The author of the book on which this is based wrote it as an apology to his own sister, who he lost to malnutrition during WWII. What this film does well is shows the horrible effect war has a children, no matter who's side you are on. Everyone suffers. Seeing young children slowly starve, even if they are animated is a hard thing to watch. Still, I felt like I spent more time trying to justify this film to myself than I did actually enjoying it. The author wrote it as an apology, so he's aware of the horrid decisions Seita makes. Seita is young, (yet he mentions holding a job prior to the air raids) he refuses to work while at his aunts, and refuses to apologize when his sister is on her deathbed. Perhaps if they said he was 11-12 years old, it would be easier to accept his poor decisions because of his young age. Perhaps, since he was also malnourished, he was hallucinating. There's a scene where he goes to the bank to get money to buy food. We know currency is no good during the war because people would rather trade goods. Seita finds out the war is over AFTER he withdraws money. Why would he wait that long to do that? I just wanted a better explanation for the choices Seita makes, other than; "he's a kid and kids are stupid."
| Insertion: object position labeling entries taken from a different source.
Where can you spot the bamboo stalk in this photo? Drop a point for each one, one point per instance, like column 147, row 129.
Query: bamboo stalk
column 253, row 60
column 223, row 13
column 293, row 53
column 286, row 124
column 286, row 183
If anything, this movie made me over think it. While I can call it effective, I can't call it a masterpiece.
Recommended: No
Grade: C+ (Can't deny it's impact)
Memorable Quote: "I made you rice balls" - Setsuko


  1. I only saw this movie once and was so immeresed in the story that I forgot completely about the poor decisions that Seita makes. I do still think that this is am important movie for all ages to see. War does hellish things to people. I'm glad they didn't sugar coat it.